Cluster startup problems

Hello,

I'm running ejabberd on Linux (CentOs) and ejabberd 2.0.0. I'm trying to setup a cluster of two ejabberd-servers. I'm following the instructions in http://www.process-one.net/docs/ejabberd/guide_en.html#ejabberdctl. I just cannot get the cluster working.

1. Do I need to set up the mnesia configuration in chapter 6.2 in both ejabberd servers? The chapter ends in words "You can repeat these steps for other machines supposed to serve this domain.", but this doesn't really tell me whether I need to do the conf in both nodes or not. If I do the configuration only in one node, the Web interface of the second node doesn't show anything about the first node list, so I presume the configuration needs to be done in both nodes, right? But, if I do the configuration in both nodes, the second node crashed immediately when I start it up and creates some dump files in bin (prefixed by MnesiaCore.ejabberd@hostname).

2. Is there a step-by-step tutorial somewhere on how to setup the tutorial? The manual step 4 suggest that you _can_ change the database table replication configurations, but it doesn't say anything concrete whether anything _must_ be done or not in order to get the cluster working.

I can provide step by step instructions on how I've set up the ejabberd servers, if that would help.
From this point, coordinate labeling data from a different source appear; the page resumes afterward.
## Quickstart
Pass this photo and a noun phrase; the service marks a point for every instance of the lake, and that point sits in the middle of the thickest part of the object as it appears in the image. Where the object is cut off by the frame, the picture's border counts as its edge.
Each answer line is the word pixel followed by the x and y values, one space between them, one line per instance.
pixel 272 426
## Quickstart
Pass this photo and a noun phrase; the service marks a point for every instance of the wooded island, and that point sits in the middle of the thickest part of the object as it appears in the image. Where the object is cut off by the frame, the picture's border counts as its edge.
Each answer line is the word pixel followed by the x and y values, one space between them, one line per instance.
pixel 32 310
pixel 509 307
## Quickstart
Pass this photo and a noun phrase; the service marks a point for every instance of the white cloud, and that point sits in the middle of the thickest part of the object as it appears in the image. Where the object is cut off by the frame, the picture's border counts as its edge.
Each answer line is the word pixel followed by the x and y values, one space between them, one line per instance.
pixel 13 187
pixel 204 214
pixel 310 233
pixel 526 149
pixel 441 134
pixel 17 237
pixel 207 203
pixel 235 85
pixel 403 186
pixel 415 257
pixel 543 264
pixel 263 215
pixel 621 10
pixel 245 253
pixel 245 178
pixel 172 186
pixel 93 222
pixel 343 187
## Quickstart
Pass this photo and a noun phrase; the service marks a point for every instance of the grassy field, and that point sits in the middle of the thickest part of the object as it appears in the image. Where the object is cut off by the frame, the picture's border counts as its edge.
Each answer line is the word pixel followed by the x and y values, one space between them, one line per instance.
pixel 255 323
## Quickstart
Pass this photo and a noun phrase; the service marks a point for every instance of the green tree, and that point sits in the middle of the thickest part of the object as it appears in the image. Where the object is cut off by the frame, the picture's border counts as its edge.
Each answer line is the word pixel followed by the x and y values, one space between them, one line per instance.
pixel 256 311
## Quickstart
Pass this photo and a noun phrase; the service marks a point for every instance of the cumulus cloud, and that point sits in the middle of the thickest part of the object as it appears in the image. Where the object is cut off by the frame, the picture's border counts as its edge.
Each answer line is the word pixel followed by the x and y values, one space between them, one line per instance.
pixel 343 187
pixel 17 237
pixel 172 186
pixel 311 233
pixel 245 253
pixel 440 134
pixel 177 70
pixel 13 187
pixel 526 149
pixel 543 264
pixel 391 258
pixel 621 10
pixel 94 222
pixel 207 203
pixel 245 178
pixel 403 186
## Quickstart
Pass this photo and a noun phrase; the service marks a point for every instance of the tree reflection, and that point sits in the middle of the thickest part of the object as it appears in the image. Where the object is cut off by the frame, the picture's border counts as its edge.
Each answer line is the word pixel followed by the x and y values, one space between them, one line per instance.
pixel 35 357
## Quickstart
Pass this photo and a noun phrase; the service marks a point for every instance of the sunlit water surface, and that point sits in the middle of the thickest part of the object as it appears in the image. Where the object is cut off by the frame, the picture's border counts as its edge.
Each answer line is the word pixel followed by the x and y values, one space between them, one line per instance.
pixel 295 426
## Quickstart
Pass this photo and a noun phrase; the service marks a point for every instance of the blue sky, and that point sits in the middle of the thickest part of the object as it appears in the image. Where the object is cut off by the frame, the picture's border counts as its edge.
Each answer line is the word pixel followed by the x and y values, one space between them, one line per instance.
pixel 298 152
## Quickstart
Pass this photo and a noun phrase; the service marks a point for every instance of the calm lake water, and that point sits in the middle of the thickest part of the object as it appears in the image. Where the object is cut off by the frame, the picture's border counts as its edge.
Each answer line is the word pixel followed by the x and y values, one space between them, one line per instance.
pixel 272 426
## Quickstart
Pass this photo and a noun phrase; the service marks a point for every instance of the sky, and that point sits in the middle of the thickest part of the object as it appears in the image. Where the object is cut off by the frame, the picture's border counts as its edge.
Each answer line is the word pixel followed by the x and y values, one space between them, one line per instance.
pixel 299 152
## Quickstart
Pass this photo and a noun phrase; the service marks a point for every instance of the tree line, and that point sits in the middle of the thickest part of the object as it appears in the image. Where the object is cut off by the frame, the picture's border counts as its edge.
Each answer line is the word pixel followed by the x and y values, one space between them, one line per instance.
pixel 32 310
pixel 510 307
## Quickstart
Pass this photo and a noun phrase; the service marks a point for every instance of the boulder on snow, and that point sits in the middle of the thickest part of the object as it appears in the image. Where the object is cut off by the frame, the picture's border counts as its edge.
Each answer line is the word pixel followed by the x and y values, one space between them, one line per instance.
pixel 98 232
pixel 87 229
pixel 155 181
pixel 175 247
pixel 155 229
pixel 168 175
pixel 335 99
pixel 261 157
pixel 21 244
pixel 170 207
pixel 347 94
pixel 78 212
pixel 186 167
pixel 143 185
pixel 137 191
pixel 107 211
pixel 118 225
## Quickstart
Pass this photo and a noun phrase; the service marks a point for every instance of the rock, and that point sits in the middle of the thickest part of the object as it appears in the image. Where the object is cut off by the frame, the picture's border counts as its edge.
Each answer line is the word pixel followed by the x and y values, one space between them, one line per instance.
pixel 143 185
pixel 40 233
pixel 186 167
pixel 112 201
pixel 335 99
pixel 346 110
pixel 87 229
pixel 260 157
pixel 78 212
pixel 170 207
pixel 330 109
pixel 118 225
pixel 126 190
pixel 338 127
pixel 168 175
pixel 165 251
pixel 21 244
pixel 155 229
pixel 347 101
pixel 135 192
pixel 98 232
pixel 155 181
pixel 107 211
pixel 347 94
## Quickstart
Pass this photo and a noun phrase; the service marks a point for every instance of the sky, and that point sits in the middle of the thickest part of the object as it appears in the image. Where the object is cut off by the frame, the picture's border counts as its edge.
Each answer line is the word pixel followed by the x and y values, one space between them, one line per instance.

I've tried many times from scratch and the result always is the same.

r,
J

An ejabberd server is already the first node in a cluster

Any ejabberd server can be considered a cluster of just one node, right?

The section '6.2 Clustering Setup' in the ejabberd Guide explains how to add more nodes to that existing cluster. So, that section starts saying:

> Suppose you already configured ejabberd on one machine named (first),
> and you need to setup another one to make an ejabberd cluster.

If you take that consideration into account, you will agree that all the steps mentioned in the section are clearly to be performed in the second node.

Finally, the Guide says:

> You can repeat these steps for other machines supposed to serve this domain.

This means that you can add a third, a forth and more nodes to your existing cluster, following the same steps you followed to add the second node.

As you have already tried those steps several times, you probably have noticed that setting an ejabberd cluster is just a matter of configuring the Mnesia database to replicate some tables across the nodes.

Cluster-nodes cannot see each other / node crashes at startup

badlop wrote:

Any ejabberd server can be considered a cluster of just one node, right?

Makes sense. Thanks for the clarification.

badlop wrote:

The section '6.2 Clustering Setup' in the ejabberd Guide explains how to add more nodes to that existing cluster. So, that section starts saying:

> Suppose you already configured ejabberd on one machine named (first),
> and you need to setup another one to make an ejabberd cluster.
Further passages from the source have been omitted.